Some examples of cardiovascular exercise are running, cycling, walking, swimming, singles tennis, skating, cross country skiing, etc.

How much moderate intensity exercise? Complete at least 30 minutes of moderate intensity exercise 5 days a week (150 minutes total of cardio work a week for moderate results)

#2: Vigorous intensity cardio exercise raises your heart rate 70-85% of your max heart rate (220-age, then multiply max by the percentage you want to exercise at and that is your target)

How much vigorous intensity cardio? At least 20 minutes of vigorous exercise, 3 days per week totaling 75 minutes of vigorous exercise.            

#3: Resistance training = muscle building. We need muscle mass to burn fat. We need strength in our joints and muscles to help us maintain our posture and spinal alignment as we age.
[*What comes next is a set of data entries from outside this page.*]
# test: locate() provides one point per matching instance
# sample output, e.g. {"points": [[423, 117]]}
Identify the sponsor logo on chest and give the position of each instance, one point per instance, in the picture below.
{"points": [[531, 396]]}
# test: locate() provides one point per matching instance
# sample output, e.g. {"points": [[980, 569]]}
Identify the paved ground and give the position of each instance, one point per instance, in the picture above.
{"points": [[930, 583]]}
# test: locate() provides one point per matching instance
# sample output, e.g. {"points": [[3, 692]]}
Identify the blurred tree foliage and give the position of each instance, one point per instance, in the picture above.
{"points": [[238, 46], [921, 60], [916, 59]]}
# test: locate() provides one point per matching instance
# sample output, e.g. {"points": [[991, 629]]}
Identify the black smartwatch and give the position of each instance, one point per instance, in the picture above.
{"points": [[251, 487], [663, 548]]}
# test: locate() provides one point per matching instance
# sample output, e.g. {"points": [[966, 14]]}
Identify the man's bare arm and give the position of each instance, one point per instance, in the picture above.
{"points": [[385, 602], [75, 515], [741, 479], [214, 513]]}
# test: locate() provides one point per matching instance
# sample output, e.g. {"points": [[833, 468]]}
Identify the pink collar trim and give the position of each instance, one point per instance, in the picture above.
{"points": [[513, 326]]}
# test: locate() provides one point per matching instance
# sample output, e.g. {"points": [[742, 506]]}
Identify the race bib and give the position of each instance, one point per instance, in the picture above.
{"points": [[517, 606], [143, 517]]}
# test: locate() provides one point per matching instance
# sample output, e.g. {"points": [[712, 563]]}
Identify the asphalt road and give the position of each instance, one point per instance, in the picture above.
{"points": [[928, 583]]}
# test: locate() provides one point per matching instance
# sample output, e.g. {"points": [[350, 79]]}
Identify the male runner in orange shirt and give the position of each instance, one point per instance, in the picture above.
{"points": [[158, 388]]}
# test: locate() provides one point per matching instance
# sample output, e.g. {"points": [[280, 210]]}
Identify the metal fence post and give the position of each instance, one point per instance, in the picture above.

How much resistance training? We should resistance train (weight lifting, calestinics, cross fit, yoga, Pilates, barre, etc) two to three times per week.

#4: Flexibility training is important, too, especially as we age. Muscles need to be long in order to withstand the demands of cardio and resistance training. Stretching is essential and two days a week or more is suggested, but I find I feel better when I stretch daily.

#5: Neuromotor training, which is exercise that combines balance, agility and coordination. Programs such as yoga will improve these areas. Aim to participate in neuromotor training two to three times per week.

I do hope you find this helpful in setting a foundation to begin exercise. In future posts I will be sharing tips to meet the recommendations above. Don’t be discouraged. Even moderate exercise three days a week for 30 minutes is beneficial. Get going on that new lifestyle in the new 2015!


How GMC Can Help

At Gwinnett Medical Center we offer fitness classes for the community, including some developed specifically for PrimeTime Health members. Get in your recommended exercise in a fun, supportive group environment. Classes are held in both Lawrenceville and Duluth.


References: Garber, C. E., Blissmer, B., Deschenes, M. R., Franklin, B. A., Lamonte, M. J., Lee, I. M., ... & Swain, D. P. (2011). American College of Sports Medicine position stand. Quantity and quality of exercise for developing and maintaining cardiorespiratory, musculoskeletal, and neuromotor fitness in apparently healthy adults: guidance for prescribing exercise. Medicine and science in sports and exercise, 43(7), 1334-1359.